Entonces me doy cuenta de que están asustadas. Ven en mí a sus propias hijas, igualmente ignorantes, igualmente olvidadizas de las verdades y esperanzas que sus madres trajeron a América del Norte. Ven hijas que se impacientan cuando sus madres hablan en chino, que las consideran estúpidas cuando explican las cosas en un inglés chapurreado. Ven que la alegría y la buena estrella no significan lo mismo para sus hijas, que el concepto de «buena estrella» no existe para sus mentes americanizadas por completo. Ven hijas que les darán nietos nacidos sin ninguna esperanza de continuidad transmitida de una generación a otra.

– Se lo diré todo -me limito a decir, y las tías me miran con expresiones dubitativas-. Recordaré todo sobre mi madre y se lo diré -añado con más firmeza. Y gradualmente, una tras otra, sonríen y me dan palmadas en la mano. Aún parecen inquietas, como si no las tuvieran todas consigo, pero también abrigan la esperanza de que mis palabras sean ciertas. ¿Qué más pueden pedir? ¿Qué más puedo prometerles?
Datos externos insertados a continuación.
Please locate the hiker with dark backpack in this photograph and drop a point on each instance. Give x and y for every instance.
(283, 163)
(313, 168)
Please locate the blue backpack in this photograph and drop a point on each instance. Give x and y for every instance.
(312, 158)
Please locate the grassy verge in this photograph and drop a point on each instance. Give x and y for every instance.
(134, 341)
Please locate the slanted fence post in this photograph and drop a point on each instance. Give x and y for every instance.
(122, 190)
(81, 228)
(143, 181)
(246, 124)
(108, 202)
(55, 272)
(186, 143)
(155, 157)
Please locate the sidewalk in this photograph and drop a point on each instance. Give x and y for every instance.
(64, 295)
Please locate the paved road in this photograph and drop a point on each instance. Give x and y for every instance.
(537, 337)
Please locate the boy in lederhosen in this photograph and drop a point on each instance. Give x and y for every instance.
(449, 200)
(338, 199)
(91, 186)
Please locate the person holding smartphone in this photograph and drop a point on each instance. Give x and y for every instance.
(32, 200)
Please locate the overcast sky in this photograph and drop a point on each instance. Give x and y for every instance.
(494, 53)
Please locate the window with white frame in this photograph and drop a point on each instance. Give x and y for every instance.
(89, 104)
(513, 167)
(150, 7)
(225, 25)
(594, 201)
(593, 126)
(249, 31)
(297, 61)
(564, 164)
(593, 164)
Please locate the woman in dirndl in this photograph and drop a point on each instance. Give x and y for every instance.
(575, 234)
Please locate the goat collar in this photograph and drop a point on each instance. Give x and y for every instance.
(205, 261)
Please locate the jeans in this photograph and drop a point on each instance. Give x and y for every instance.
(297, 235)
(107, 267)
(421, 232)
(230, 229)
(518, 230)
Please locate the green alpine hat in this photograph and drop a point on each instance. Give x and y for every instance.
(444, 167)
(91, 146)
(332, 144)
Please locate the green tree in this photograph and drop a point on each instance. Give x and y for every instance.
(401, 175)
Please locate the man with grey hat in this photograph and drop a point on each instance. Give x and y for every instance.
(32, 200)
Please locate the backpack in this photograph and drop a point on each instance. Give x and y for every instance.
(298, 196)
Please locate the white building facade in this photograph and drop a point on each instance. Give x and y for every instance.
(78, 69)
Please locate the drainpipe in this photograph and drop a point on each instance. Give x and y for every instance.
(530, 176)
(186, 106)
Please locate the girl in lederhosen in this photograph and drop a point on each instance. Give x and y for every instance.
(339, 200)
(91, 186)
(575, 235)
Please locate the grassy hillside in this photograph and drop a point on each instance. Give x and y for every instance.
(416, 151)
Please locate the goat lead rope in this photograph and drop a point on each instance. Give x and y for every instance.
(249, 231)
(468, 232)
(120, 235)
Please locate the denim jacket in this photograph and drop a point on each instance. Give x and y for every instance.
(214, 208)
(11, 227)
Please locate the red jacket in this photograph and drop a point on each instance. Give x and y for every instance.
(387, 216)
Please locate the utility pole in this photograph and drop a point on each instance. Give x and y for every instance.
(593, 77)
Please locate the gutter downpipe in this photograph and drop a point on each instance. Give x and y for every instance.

Vuelven a comer sus cacahuetes blandos, hervidos, mientras hablan de ellas mismas. Vuelven a ser jóvenes, sueñan con los buenos tiempos pasados y en los que están por llegar. Un hermano de Ningpo, que hace llorar a su hermana de alegría cuando le devuelve nueve mil dólares más los intereses. Un hijo menor cuyo negocio de reparación de estéreos y televisores le va tan bien que envía sobras a China. Una hija cuyos pequeños son capaces de nadar como peces en una lujosa piscina de Woodside. Qué buenas anécdotas cuentan. Las mejores. Ellas son las afortunadas.

Y yo sigo sentada en el lugar de mi madre ante la mesa de mah jong, en el lado de Oriente, donde todo da comienzo.